While Numan says he no longer reads the science-fiction that so informed his early, cyberpunk-tinged work (one of his favourite writers these days is surrealist Steve Erickson), his dystopian perspective has not changed. Not even the arrival of three children since 2003 has cracked his gothic viewpoint. The first, Raven, came about through IVF following a string of failed pregnancies.
“A lot of people over here, when the first baby came along, expected the music would become quite soft and awash with loving the children and that kind of thing.
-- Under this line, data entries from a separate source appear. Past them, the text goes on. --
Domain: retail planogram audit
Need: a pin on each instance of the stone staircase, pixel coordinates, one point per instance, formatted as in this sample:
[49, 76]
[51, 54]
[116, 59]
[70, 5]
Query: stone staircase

“But I’ve always had a fairly pessimistic view about human nature. As soon as children came along, it seemed to me that the world really was a dangerous place. You’ve got this tiny little thing and you’ve got to try to guide them through life with all the dangers that it’s got. You see a suitcase on the ground with no one around it, it might have a bomb in it – that shouldn’t be a part of normal life.
“You try to steer them through that without making them terrified about going out the door.
“The writing’s just become even darker, fatherhood hasn’t made it fluffy clouds and bunny rabbits at all.”